Sign in to follow this  
ScopeDynamo

Actual methods to train a backprop network?

Recommended Posts

ScopeDynamo    158
Hi, I've got my network code running. It works. I can specifiy targets for my output neurons and it'll always train so that the input becomes the desired output (Within a very low level of error usually but we're talkign 0.0xxxx difference here.) But, now I'm a loss because I'm not sure what are actually practical methods of training a network for useful real world applications would be. Most specifically I'm interested in game related usage, as I wrote it for a 3d game I'm doing. Any sites or tutorials that cover this more design-centric part of ANNS? Most tutorials I see just cover the ANN implentation or offer a simple ocr type training at best. For example, I tried to create a ANN that took two inputs value and produced a one dimensional vector between the two. I.e, Input 0 and and Input 5 would equal 1. Input 0 and input -5 would equal -1. Input 0 and input 0 would equal 0. But no method of training the network I can devise works. I tried simply training to understand 0,5 = 1, in the hope it would inverse any data inputed somehow. But this doesn't work. I tried training hundreds of random vectors, with the target automatically set by the training process. Didn't work.. So just how exactly do you train a net? Or there a series of styles you can use depending on the situration? Is backprop a good enough method of a broad range of generic uses? HELP. :)

Share this post


Link to post
Share on other sites
ScopeDynamo    158
Here's the sample code I used to try and make the vector 'finder',

How would you approach it using the functions you see here? It would really help me to understand this.


using namespace std;


double toang( double val){
return (-1)+val*2;
};

const double PI = 3.1415926;

int _tmain(int argc, _TCHAR* argv[])
{

cout << "A test of all tests"<<endl;
NeuralNet *vpu = new NeuralNet;
NInput *ax = vpu->addInput();
NInput *ay = vpu->addInput();

NOutput *xvec = vpu->addOutput();

vpu->addHiddenLayer(8);
vpu->connectNetwork();

int ind=0;
int loc=2200;
double dang=120;

ax->value(0); //input 1
ay->value(-5); // input 2//
xvec->target( -1 ); //output 1's desired output. Backprop error based learning.
while( ind<950){
double err=vpu->cycle();
if(err<0.05) break; //err = average error of last cycle.
ind++;
loc++;
if(loc>50){
cout<<(float)xvec->value()<<endl;
cout<<"Average Error:"<<err<<endl;
loc=0;

};
};


cout<<"Done!"<<endl;
//vpu->learn(false);


ax->value( 0 );
ay->value( -5 );
xvec->target(0);
double err=vpu->cycle();
cout<<"XOut:"<<xvec->value()<<endl; //does not work!
cout<<"New Error:"<<err<<endl;
while(true){

};



return 0;
}


Share this post


Link to post
Share on other sites
pinacolada    834
(Edit)

Ah I see what you're doing wrong. When you are training the network on several cases at once, you need to train each case -simultaneously-. As in, you train it on (0,5)->1 for one cycle. Then you train it on (0,-5)->-1 for one cycle. Then (0,0)->0 for one cycle. Then you go back to the first case, and repeat hundreds of times.

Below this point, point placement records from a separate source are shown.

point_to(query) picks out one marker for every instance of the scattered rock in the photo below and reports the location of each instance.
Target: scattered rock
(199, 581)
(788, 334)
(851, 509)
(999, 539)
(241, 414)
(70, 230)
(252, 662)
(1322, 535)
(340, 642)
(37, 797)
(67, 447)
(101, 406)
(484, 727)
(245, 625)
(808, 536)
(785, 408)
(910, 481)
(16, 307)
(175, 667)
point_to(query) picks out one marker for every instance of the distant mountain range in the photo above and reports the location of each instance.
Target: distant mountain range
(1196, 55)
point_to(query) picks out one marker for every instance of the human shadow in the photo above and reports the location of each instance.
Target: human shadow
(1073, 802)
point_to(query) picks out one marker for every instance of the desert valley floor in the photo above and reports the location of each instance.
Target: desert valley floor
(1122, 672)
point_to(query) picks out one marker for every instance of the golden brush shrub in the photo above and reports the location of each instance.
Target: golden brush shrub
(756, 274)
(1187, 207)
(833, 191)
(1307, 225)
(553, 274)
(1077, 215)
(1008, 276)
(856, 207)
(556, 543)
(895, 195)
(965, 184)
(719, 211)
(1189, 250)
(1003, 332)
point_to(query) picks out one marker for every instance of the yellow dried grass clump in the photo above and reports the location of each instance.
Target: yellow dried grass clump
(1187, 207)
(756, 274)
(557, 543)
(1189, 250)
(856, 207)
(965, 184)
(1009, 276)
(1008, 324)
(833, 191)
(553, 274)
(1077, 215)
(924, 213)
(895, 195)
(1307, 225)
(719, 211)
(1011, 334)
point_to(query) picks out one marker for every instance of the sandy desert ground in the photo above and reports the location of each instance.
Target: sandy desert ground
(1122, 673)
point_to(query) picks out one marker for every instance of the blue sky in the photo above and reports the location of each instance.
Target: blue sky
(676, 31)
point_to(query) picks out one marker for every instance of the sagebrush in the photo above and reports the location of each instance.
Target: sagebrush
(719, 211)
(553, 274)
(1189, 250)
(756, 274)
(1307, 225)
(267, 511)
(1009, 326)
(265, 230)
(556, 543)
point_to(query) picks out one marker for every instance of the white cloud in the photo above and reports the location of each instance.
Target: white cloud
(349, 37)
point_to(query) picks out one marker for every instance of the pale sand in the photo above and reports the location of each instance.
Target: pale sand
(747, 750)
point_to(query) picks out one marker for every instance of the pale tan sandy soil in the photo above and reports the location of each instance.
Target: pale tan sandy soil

If you train it on (0,5)->1 for a hundred times, and then train in on (0,-5)->-1 for a hundred times, the training you do on the second case will ruin the training you did on the first case. I think the technical term for this is "catastrophic inference". It's a fundamental weakness of basic neural networks: any training you do to a network will almost always destroy the training that was already there.

Share this post


Link to post
Share on other sites
ScopeDynamo    158
Hi,

Thanks for the information.
based on what you said I did a supervisor class set up that allows me to specify samples to cycle through.

Using this the vector finder worked. I used several hardcoded samples, and genereated about 50 random ones. It pretty much works with 95% accuracy.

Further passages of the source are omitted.